Estaba perdida en sus pensamientos y no escuchó a Arnold llamarla.

No fue hasta que él la sacudió ligeramente del hombro que volvió a la realidad.

—Oh, lo siento.

—¿En qué estabas pensando tan profundamente? —preguntó, con sus ojos penetrando en ella.

—No estaba pensando en nada —respondió.

—¿De verdad? Y sin embargo, te llamé dos veces y no respondiste —replicó, levantando las cejas.

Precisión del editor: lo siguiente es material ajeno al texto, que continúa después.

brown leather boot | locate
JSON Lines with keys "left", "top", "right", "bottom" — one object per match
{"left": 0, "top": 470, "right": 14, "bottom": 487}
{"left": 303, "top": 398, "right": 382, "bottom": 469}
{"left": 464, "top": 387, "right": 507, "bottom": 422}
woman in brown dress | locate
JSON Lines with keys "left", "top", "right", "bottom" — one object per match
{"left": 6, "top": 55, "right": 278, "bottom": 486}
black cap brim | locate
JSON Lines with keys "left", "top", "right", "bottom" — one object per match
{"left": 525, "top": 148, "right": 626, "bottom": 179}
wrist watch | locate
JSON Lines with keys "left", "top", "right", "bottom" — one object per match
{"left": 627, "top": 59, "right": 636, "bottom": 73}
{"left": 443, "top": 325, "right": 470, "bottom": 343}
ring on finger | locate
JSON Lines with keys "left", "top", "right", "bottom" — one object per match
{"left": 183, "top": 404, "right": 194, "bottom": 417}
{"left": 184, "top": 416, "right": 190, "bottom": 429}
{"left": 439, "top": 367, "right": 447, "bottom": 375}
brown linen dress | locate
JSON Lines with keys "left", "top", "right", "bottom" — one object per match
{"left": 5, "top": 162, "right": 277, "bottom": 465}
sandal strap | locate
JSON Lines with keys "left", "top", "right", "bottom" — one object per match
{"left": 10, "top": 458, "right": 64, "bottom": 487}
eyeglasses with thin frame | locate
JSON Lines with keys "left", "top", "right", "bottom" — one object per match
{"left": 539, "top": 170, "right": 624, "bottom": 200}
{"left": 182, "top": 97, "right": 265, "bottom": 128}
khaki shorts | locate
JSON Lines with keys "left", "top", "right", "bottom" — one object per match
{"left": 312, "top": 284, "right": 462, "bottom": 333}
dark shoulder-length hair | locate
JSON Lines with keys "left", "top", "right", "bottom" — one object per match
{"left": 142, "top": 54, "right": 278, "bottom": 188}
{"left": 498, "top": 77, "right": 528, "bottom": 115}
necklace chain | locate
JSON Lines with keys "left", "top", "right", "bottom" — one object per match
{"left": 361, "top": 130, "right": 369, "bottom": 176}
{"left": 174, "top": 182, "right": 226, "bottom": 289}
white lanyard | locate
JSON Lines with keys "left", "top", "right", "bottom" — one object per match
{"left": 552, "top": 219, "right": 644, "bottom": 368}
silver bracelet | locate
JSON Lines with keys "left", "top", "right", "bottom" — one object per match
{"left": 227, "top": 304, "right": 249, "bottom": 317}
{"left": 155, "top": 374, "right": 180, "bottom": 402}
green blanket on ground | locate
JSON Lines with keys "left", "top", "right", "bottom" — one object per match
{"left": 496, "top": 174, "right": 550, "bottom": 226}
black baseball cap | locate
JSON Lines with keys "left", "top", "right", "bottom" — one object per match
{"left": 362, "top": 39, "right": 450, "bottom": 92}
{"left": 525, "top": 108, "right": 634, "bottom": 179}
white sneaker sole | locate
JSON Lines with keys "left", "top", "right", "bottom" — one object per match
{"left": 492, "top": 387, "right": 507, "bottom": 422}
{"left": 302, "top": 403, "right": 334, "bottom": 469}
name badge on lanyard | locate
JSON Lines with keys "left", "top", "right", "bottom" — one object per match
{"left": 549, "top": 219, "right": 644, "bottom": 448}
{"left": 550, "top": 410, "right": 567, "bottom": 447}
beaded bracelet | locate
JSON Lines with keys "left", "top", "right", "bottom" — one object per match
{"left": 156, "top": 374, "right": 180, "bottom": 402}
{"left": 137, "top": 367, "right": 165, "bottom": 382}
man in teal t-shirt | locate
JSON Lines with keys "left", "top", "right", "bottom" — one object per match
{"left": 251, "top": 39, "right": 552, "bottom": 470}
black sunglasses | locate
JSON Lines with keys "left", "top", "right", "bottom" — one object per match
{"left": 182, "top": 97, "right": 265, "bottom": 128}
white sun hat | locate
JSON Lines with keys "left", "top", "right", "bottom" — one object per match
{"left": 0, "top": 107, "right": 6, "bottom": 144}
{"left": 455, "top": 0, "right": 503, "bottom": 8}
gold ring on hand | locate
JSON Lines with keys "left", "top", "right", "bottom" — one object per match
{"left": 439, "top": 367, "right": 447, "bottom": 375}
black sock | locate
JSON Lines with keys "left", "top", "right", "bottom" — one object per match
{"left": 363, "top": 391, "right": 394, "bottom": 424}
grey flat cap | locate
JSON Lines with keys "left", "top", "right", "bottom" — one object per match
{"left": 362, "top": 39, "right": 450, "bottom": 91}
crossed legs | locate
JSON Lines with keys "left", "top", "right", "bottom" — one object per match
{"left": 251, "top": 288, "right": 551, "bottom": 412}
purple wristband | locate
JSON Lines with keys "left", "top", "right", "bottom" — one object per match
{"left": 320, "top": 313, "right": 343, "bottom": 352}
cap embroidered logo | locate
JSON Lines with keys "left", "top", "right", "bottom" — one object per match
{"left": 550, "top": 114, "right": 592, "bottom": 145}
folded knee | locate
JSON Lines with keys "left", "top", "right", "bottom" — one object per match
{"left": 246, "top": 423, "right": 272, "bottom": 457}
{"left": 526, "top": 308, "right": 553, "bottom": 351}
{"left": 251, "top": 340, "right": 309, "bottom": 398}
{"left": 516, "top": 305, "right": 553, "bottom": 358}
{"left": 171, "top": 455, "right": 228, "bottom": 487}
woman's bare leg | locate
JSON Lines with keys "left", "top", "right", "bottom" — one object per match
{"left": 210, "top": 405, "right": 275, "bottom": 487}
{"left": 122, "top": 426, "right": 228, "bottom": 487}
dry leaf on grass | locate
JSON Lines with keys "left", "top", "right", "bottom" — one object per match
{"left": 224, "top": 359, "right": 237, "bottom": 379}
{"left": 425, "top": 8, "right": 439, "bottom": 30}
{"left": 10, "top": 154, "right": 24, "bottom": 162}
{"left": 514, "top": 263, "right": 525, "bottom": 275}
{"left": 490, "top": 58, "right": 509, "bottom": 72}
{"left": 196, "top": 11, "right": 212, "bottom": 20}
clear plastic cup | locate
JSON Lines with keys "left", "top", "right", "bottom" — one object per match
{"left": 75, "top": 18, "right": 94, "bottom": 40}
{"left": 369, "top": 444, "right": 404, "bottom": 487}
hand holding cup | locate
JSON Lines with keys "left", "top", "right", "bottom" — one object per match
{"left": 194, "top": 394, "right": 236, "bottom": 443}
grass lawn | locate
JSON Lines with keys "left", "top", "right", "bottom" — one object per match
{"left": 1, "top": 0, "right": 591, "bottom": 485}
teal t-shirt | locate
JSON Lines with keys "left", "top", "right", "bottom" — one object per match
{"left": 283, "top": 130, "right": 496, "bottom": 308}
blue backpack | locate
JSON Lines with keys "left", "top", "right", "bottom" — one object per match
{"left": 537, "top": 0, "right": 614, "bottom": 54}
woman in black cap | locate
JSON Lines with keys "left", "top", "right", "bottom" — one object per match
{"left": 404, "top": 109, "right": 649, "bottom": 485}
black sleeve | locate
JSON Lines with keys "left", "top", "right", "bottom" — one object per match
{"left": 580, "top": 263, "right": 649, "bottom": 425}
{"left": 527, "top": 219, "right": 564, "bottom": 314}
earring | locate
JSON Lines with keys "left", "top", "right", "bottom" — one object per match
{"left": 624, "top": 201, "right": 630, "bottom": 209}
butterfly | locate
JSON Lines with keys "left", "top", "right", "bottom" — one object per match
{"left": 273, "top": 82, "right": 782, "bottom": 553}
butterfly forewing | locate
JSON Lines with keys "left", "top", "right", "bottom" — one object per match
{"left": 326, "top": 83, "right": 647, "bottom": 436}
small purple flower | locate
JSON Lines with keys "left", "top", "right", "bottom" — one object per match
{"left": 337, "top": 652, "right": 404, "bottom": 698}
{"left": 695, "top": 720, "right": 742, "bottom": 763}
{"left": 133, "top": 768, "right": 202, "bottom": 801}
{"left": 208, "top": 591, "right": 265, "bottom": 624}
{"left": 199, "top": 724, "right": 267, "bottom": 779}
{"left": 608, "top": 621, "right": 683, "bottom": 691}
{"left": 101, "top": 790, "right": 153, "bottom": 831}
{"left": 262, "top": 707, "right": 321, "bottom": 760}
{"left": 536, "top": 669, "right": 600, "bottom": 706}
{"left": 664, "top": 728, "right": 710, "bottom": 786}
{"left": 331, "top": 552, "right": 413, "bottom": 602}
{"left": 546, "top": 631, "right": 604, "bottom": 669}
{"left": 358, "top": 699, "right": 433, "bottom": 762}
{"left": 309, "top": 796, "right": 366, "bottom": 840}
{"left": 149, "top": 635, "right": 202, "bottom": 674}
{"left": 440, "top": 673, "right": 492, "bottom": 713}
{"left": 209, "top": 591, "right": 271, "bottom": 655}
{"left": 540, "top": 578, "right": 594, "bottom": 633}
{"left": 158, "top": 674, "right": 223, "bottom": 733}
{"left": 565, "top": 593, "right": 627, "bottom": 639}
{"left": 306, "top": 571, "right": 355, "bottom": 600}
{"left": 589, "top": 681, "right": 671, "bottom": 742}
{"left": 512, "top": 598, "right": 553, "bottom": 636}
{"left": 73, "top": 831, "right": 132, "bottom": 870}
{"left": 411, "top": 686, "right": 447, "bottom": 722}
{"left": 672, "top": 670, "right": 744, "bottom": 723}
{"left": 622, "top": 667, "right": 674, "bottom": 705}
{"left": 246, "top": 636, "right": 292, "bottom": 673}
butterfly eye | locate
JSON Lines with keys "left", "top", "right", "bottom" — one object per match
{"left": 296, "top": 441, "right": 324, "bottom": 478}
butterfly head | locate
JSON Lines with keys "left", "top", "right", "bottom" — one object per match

—Perdón por eso, no es nada importante.

—Está bien. ¿Cómo has estado? —preguntó.

—He estado bien.

—¿Cómo va la escuela y los amigos?

—La escuela va bien. Solo tengo unos pocos amigos, pero incluso ellos están demasiado ocupados para hacerme compañía —dijo.

De repente, escucharon un alboroto y ambos miraron en la dirección de donde provenía.

Isabella se quedó atónita al ver a Flora, una de las amigas de Rachel, lanzándose sobre Dandy, quien rechazaba sus avances tan educadamente como podía. Pero su novia no era tan educada. Agarró la mano de Flora y la empujó al suelo mientras los demás reían. Flora cayó fácilmente, probablemente porque estaba borracha como una cuba. ¡¿Quién deja beber así a una cabeza hueca en una fiesta de cumpleaños?!

Isabella miró alrededor de la sala y notó a sus amigos mirándola con indiferencia. Ninguno intentó ayudar a la pobre chica que se estaba haciendo el ridículo en la fiesta.

Ninguno de sus amigos, ni siquiera Tricia o Rachel, cuya fiesta era, intentaron ayudar a Flora.

Flora se sentó en el suelo y agarró la pierna de Dandy, gritando y llorando profusamente.

Los compañeros de universidad de Isabella se reían y se burlaban de ella. Algunos incluso sacaron sus teléfonos para grabarla.